Stefan erklärt mir, dass links die emotionale und rechts die rationale Seite des Körpers ist. Der ganze emotionale Stress (positiv wie negativ), den man in seinem Leben sammelt, speichert sich in der linken Körperhälfte fest, das ist schulmedizinisch anerkannt. Stefan’s erklärtes Ziel des Body Profilings ist es, dabei zu helfen, die so entstandenen Blockaden und gegebenenfalls schmerzenden Fehlhaltungen zu lösen. Letzte sind bei mir glücklicherweise noch nicht schmerzend in Erscheinung getreten. Aber ich beginne zu überlegen. Deswegen steht meine linke Schulter auch etwas tiefer als die Rechte. Er bestätigt mir das: „Das kommt daher, weil du versuchst, dein Herz zu schützen.“ Ich hole tief Luft und wir machen mit der nächsten Übung weiter...

 

 

Als nächstes ist die Sprossenwand dran und die Dehnung meiner Waden.
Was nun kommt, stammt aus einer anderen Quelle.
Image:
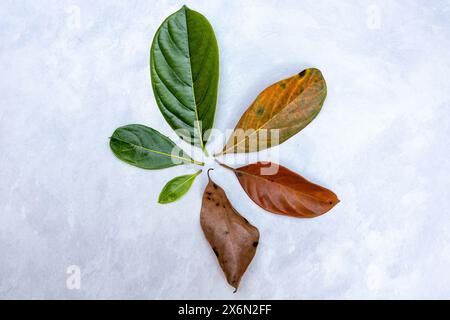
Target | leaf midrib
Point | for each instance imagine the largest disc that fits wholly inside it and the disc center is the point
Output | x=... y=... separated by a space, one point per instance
x=189 y=178
x=280 y=184
x=154 y=151
x=197 y=124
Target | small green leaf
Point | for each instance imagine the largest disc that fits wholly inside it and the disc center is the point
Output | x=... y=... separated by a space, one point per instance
x=176 y=188
x=184 y=66
x=146 y=148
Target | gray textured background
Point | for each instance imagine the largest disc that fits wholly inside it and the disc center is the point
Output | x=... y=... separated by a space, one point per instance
x=381 y=142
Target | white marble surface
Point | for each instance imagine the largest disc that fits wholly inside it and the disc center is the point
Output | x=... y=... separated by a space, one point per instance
x=380 y=142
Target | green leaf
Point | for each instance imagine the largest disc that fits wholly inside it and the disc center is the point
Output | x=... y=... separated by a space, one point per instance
x=176 y=188
x=146 y=148
x=184 y=67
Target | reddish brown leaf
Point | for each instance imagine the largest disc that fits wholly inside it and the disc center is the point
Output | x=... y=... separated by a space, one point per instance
x=233 y=239
x=281 y=191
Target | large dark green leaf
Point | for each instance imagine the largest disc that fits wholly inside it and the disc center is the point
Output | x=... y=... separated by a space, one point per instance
x=176 y=188
x=184 y=65
x=146 y=148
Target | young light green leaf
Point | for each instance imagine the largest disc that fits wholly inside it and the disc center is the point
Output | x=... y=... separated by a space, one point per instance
x=146 y=148
x=176 y=188
x=184 y=67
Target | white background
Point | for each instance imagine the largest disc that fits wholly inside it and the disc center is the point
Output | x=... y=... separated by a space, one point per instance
x=380 y=142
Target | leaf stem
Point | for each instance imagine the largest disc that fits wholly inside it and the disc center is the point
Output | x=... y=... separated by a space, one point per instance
x=225 y=166
x=205 y=151
x=198 y=163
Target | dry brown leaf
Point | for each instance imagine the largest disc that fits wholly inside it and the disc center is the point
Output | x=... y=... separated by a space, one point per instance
x=281 y=191
x=233 y=239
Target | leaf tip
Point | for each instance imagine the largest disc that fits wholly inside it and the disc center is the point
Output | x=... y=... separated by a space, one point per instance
x=210 y=169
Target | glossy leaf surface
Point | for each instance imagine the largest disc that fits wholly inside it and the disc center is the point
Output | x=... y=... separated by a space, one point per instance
x=279 y=112
x=146 y=148
x=177 y=187
x=184 y=65
x=233 y=239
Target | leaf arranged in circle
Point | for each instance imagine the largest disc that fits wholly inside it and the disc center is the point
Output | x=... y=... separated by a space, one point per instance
x=281 y=191
x=184 y=65
x=233 y=239
x=279 y=112
x=146 y=148
x=177 y=188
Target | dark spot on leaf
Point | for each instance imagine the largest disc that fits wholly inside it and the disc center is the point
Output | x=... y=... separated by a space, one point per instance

Wie beim letzten Mal hake ich mich mit den Fersen in das montierte Brett der Sprossenwand und versuche, mich aufzurichten. Ein wenig besser als beim ersten Mal klappt es schon, aber Stefan unterstützt mich wieder dabei. Diesmal ist die Dehnung in beiden Waden intensiv und noch intensiver, wenn ich die Beine richtig durchstrecke. Bevor ich das Training bei Stefan begonnen habe, war mir das nie bewusst, dass ich beim Laufen die Beine nie komplett strecke. Verblüffend. Seit dem ich darauf bewusst achte, bin ich (gefühlt) ein Stücken größer geworden. Wieder ist die Dehnung in der linken oberen Wade erheblich stärker als rechts. Es fühlt sich an, als ob ein Messer in der Wade steckt. Ich versuche, nicht zu jammern und vertraue Stefan voll und ganz, dass er abschätzen kann, wie weit er mich dehnen kann.

 

Die Entspannung setzt ein. Sowie die Dehnung gelöst wird (langsam und vorsichtig) ist der Schmerz sofort weg, als wäre er nie da gewesen. Ich bin jedes Mal verblüfft. Die Füße kribbeln wieder und beim Lockerungslauf durch den Raum, strecken sich meine Beine gleichermaßen gut durch.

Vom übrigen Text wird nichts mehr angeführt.